The father of the Hawaiian pizza, Sam Panopoulos, has passed away at age 83. Panopoulos, whose name sounds similar to the signature ingredient of his invention, was a Greek man who immigrated to Canada in ’54 at age 20. Panopoulos owned and operated several Ontario eateries and came up with the idea of topping pizza pies with canned pineapple chunks some 55 years ago at his Chatham-based “Satellite Restaurant.”
Panopoulos commented in a 2015 interview that pizza sold poorly in the region. He considered the addition of pineapple just to see if it would catch on; after the initial reaction of disdain, something “happened” and everyone was on board with mixing sweet and sour tastes. Some cultural analysts believe that Panopoulos’ unique pizza offering gained a surge in interest due to the boom in interest in Hawaiian aesthetics that originated in the 1950s, resulting in heavy sales of tikis, coconuts and miniature hula dancers intended for auto dashboards.
Disdain for Panopoulos’ culinary curiosity earned him a recent amount of social presence after Guðni Thorlacius Jóhannesson, the president of Iceland, joked that he would do everything in his power to ban pineapples from being added on top of pizza.
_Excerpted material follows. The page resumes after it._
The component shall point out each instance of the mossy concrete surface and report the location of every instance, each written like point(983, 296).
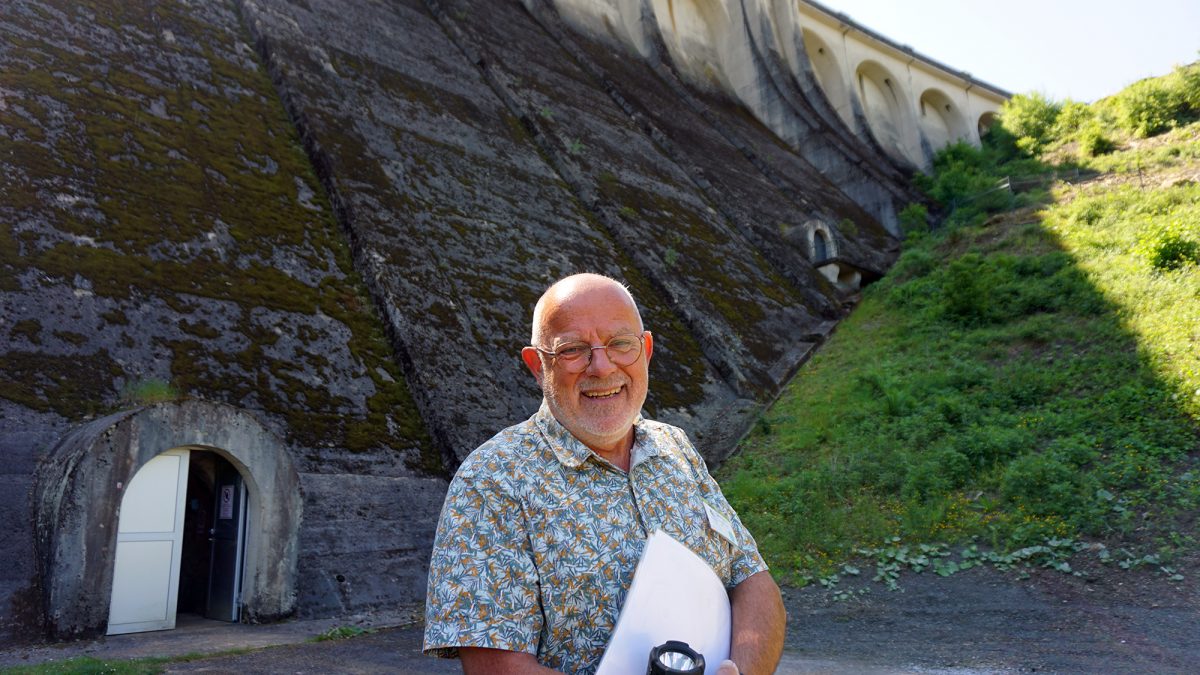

Panopoulos replied to Jóhannesson’s disgust with indifference, saying that Jóhannesson could do whatever he wanted and adding that Panopoulos felt the addition of pineapples added a refreshing tweak to the taste of pizza.
Some interesting facts surrounding Panopoulos’s contribution to debates regarding culinary tastes include:
- The “Hawaiian” aspect of the pizza’s name specifically came from the brand of canned pineapples Panopoulos initially topped his pizzas with.
- Canadian Prime Minister Justin Pierre James Trudeau is a huge fan of pineapples on pizza.
- Some older Germans feel that the Hawaiian pizza rubs closely against a sandwich, popular in the ‘50s, which consisted of pineapples, ham and cheese.
- Celebrity chef Gordon Ramsay has nothing but contempt for the idea of adding pineapples to pizza.